The Federal Reserve delivered an unwelcome present to President Trump, placing under the Mar-a-Lago Christmas tree a study that showed his pitch that tariffs are punishing China and benefitting the US manufacturing base is just another tall tale from the White House.

The report reveals that self-described "Tariff Man" is, in reality, Ebenezer Scrooge.

Released Dec. 23, the chunkily titled, “Disentangling the Effects of the 2018-2019 Tariffs on a Globally Connected US Manufacturing Sectors,” portray tariffs as a triple-headed monster devouring America’s economy.
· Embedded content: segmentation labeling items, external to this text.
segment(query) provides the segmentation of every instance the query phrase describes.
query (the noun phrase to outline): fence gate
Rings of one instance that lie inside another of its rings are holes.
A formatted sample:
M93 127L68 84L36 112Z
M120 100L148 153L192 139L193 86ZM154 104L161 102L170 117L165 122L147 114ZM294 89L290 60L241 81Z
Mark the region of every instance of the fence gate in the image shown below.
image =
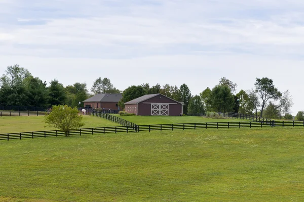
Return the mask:
M151 104L151 115L169 116L169 105Z

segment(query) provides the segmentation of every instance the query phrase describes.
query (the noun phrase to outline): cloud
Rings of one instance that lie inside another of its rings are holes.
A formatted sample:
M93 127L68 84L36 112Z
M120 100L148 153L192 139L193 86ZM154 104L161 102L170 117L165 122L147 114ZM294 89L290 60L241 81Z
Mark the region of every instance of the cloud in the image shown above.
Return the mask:
M269 76L300 102L303 11L299 0L0 0L0 71L18 63L65 84L85 72L88 85L109 75L121 89L185 82L195 93L220 76L243 88Z

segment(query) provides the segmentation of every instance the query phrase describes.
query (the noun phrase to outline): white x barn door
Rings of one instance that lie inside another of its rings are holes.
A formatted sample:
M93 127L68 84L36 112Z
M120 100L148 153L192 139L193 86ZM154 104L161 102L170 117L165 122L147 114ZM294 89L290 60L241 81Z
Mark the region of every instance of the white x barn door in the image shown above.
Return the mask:
M169 105L151 104L151 115L169 116Z

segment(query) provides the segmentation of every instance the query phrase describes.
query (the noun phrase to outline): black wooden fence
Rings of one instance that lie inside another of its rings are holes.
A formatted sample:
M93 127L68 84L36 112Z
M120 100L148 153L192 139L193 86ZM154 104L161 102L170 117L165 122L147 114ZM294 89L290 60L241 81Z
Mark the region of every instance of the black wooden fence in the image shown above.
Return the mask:
M158 124L147 125L136 125L130 130L129 126L107 127L100 128L82 128L69 131L69 135L82 135L85 134L105 134L111 133L140 132L141 131L153 131L163 130L229 129L244 128L262 127L303 127L304 121L272 121L270 124L257 122L213 122L196 123L178 123L172 124ZM0 134L0 140L9 140L14 139L34 138L36 137L58 137L65 136L64 132L60 130L46 131L27 132Z
M258 117L257 116L254 115L248 115L244 114L238 114L233 112L230 112L228 113L228 117L231 118L234 118L235 119L240 119L243 120L249 120L251 121L255 121L257 122L263 122L268 124L274 121L272 119L266 119L262 117Z
M118 123L122 126L127 126L129 129L136 130L136 128L137 128L137 125L135 124L135 123L130 122L130 121L128 121L125 119L123 119L115 116L103 113L101 112L97 111L94 110L87 110L86 113L87 115L103 118L108 121Z
M136 130L130 130L127 126L107 127L91 128L81 128L72 130L69 132L69 136L82 135L86 134L105 134L135 132ZM34 138L36 137L58 137L65 136L63 131L60 130L49 130L46 131L27 132L22 133L0 134L0 140L9 140L15 139Z
M0 110L6 111L47 111L47 108L41 107L26 106L0 106Z
M23 112L23 111L9 111L9 112L1 112L0 117L12 117L12 116L44 116L46 114L50 114L51 111L46 111L45 112L36 111L36 112Z

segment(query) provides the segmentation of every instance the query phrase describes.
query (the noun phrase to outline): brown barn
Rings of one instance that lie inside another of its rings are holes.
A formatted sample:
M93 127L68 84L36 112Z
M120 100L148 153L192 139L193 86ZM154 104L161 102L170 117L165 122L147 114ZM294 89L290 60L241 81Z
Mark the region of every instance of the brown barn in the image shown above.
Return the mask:
M140 116L181 116L183 104L162 94L142 96L125 103L125 110Z
M84 100L85 108L103 109L111 110L118 110L118 102L122 97L121 94L97 94Z

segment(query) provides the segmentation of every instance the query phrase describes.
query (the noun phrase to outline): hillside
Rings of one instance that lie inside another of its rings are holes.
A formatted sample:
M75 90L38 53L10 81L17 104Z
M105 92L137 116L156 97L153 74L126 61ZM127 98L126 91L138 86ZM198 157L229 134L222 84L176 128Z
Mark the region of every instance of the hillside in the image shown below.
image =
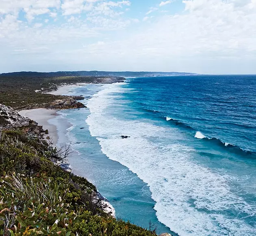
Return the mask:
M61 75L61 74L62 75ZM55 90L62 84L77 83L111 83L122 82L117 76L63 76L63 74L38 72L15 72L0 74L0 103L15 109L52 106L57 101L70 100L70 97L45 93ZM81 98L80 98L81 99ZM74 98L76 100L76 98ZM66 108L82 107L82 104L70 101ZM54 107L51 108L59 108Z
M154 230L115 219L111 212L107 213L106 199L102 200L93 184L56 165L68 150L50 145L44 139L46 132L35 121L1 105L0 113L3 113L5 122L0 126L2 235L156 235Z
The levies led to higher producer prices, loss of American jobs and triggered retaliatory measures to hurt US competitiveness overseas, according to the study.

The Fed calls Trump’s policy of imposing tariffs against major trading partners unprecedented, “noting there are virtually no modern episodes of a large, advanced economy raising tariffs in a way comparable to the U.S. in 2018-2019.”

The tariffs certainly are unprecedented because no US president in his or her right mind would resort to such self-destructive policies aimed at crippling America’s aluminum, steel, auto, household appliances, furniture, semiconductor, computer and agricultural sectors.

Trump mistakenly thinks China is picking up the tariff tab. “Billions of Dollars are being paid to the United States by China in the form of Trade Tariffs!,” he tweeted Feb. 16

The Fed study shows that boast is “fake news.”

American importers pay the tariff and then pass along costs to consumers or other US manufacturers that use Chinese materials for their own products.

If somebody would make that plain to the president, even he would conclude that tariffs are for “losers.”

Fed chief Jerome Powell should give it a shot.

While the American public bears the brunt of Trump’s tariffs, people just might figure their suffering is par for the course because the president doesn’t give a fig about what’s happening in their lives.

Fifty-four percent of Americans say Trump “doesn’t care about the needs and problems of people like you,” according to The Economist/YouGov poll conducted Dec. 28-31.

There's more bad news for the president. Forty-seven percent of respondents dislike Trump “as a person” compared to 21 percent who like him. More than half (54 percent) say he lacks the temperament to be president and another 51 percent want him to forget about running for re-election.

And speaking of elections, 63 percent of respondents say it matters “a lot” if a foreign country interferes in the 2020 election. A shocking 12 percent say it doesn't matter at all.

Fifty percent believe Russia meddled in the 2016 election, while 28 percent say there was no intervention. A solid 48 percent reject Team Trump's bid to get Ukraine involved in the election tampering story. Only 21 percent support that bogus Ukraine line, 31 percent are unsure.

More than seven-in-ten of the respondents who believe Russia meddled in the election believe that foul play is why Trump is in the White House. He owes a lot to his pal, Vlad.

How bad are things in the newspaper business? Media buying giant GroupM forecast that outdoor advertising (e.g., bus/subway ads, highway billboards) will top newspaper advertising this year for the first time since records were kept.

It may be time to update the old riddle of "What's black and white and read all over" to "What's black and white and bleeding red ink all over?

Outdoor posters will garner a little more than $40B in advertising revenues this year, topping newspaper spending by $4B.

That quite a performance for the oldest advertising medium.

As the Financial Times notes, outdoor advertising traces its heritage to ancient Egypt, when merchants hung signs in their windows and Rome, which had directions to brothels carved into paving stones.